The question asks to find the probability that fewer than 3 are group O+. Now, you have think. It can either be O+, or it can't be O+. So the immediate thought that should hit you is that you have to use a binomial approximation. So the probability of a success (The probabolity of selecting a person who is O+) is 0.37/.83. The probability of a failure (Not selecting a person who's O+) is (0.35+0.08+0.03)/0.83= .46/.83
So P(X<3) means that you have to use the binomial expansion for 0, 1 and 2.
9C0*(.37/.83)^0*(0.46/.83)^9 + 9C1*(.37/.83)^1*(0.46/.83)^8 + 9C2*(.37/.83)^2*(0.46/.83)^7
=0.1555= 0.156
PART ii)
Now the question asks you to find a probability that involves a huge number. Using a binomial approximation can be very time consuming. You could use a normal approximation (np>5)
You have to find the probabily that more than 60 people are group A+. For using normal approximation, firstly, you have standardize 60.5. For which you need the mean and the standard deviation.
To find the mean we use np (total number* probability), and to find the variance we use npq (total number*probability*(1-probability))
So mean= np= 150*.35=52.5
And variance= npq= 150*.35*(1-.35)= 34.125
So standard deviation= square root of variance= 5.84
So now you have to standardize 60 i.e P(X>60). However, the questions asks you to find the probability of MORE than 60 people. so you have to take P(X>60.5).

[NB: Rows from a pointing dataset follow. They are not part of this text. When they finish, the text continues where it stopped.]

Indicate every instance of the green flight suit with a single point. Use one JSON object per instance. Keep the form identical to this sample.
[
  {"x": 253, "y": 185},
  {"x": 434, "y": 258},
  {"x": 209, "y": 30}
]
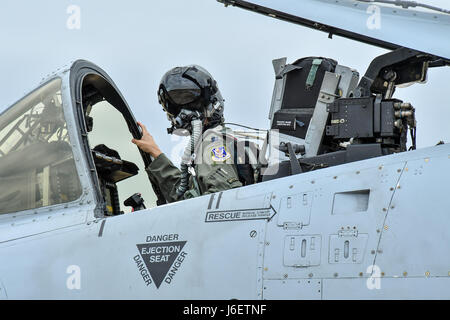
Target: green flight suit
[{"x": 214, "y": 168}]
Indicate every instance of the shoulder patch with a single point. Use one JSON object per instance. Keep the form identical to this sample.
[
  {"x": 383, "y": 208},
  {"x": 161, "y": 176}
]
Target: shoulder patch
[{"x": 219, "y": 154}]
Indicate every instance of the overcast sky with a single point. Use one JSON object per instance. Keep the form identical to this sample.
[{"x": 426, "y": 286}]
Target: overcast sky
[{"x": 136, "y": 42}]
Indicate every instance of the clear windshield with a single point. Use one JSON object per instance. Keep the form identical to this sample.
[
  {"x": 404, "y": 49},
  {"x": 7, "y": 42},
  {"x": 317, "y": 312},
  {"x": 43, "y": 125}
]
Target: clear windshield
[{"x": 37, "y": 168}]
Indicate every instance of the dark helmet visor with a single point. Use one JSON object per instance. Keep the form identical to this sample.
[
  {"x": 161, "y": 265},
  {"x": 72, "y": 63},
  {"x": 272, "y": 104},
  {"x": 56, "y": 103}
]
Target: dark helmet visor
[{"x": 184, "y": 96}]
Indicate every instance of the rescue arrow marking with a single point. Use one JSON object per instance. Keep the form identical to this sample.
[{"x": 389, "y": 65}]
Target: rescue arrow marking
[{"x": 241, "y": 215}]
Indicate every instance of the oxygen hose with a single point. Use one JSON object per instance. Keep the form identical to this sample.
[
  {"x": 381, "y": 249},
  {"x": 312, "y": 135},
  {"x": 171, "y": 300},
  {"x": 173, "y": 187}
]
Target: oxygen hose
[{"x": 187, "y": 159}]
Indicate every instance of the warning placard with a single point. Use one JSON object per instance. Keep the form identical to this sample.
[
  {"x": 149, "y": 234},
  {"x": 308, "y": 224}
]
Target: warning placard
[{"x": 160, "y": 257}]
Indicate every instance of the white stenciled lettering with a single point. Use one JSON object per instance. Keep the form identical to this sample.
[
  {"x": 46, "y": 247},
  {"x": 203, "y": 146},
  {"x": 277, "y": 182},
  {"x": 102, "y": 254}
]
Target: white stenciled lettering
[
  {"x": 74, "y": 20},
  {"x": 74, "y": 280},
  {"x": 175, "y": 267},
  {"x": 163, "y": 237}
]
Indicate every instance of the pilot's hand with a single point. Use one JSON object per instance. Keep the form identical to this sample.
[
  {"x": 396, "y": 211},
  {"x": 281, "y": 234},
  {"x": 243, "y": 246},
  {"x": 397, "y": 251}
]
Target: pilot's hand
[{"x": 147, "y": 143}]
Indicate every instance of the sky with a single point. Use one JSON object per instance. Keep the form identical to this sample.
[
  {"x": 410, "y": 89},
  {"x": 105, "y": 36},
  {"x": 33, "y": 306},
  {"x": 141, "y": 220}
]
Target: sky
[{"x": 137, "y": 41}]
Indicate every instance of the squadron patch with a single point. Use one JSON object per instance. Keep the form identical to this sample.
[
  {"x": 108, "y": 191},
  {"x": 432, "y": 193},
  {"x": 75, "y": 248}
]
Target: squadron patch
[{"x": 220, "y": 154}]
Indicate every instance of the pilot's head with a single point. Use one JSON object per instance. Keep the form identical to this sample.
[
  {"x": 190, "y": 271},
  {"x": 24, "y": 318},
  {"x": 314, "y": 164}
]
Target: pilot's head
[{"x": 189, "y": 93}]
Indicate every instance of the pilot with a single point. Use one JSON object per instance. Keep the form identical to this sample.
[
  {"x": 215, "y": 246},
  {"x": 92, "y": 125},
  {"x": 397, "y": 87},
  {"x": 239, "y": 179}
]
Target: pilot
[{"x": 194, "y": 105}]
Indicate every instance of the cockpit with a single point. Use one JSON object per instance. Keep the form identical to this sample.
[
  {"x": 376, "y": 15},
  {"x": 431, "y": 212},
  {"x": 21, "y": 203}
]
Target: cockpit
[{"x": 68, "y": 143}]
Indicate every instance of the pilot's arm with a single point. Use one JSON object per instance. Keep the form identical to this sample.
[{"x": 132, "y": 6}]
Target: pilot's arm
[{"x": 214, "y": 174}]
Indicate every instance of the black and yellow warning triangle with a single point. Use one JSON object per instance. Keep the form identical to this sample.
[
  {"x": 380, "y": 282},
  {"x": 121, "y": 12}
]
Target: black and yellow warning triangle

Now first of all standardize 60.5 using (60.5-mean)/(standard deviation)
(60.5-52.5)/5.84
This give yous the Z value which is 1.369
Now you are to find P(X>1.369) using the normal distribution table. The value corresponding to 1.369 is 0.3145. Since you have to find the probability greater than 0.329, you have to subtract 1 from the probability
So 1-03145= 0.0855
Hope this helps!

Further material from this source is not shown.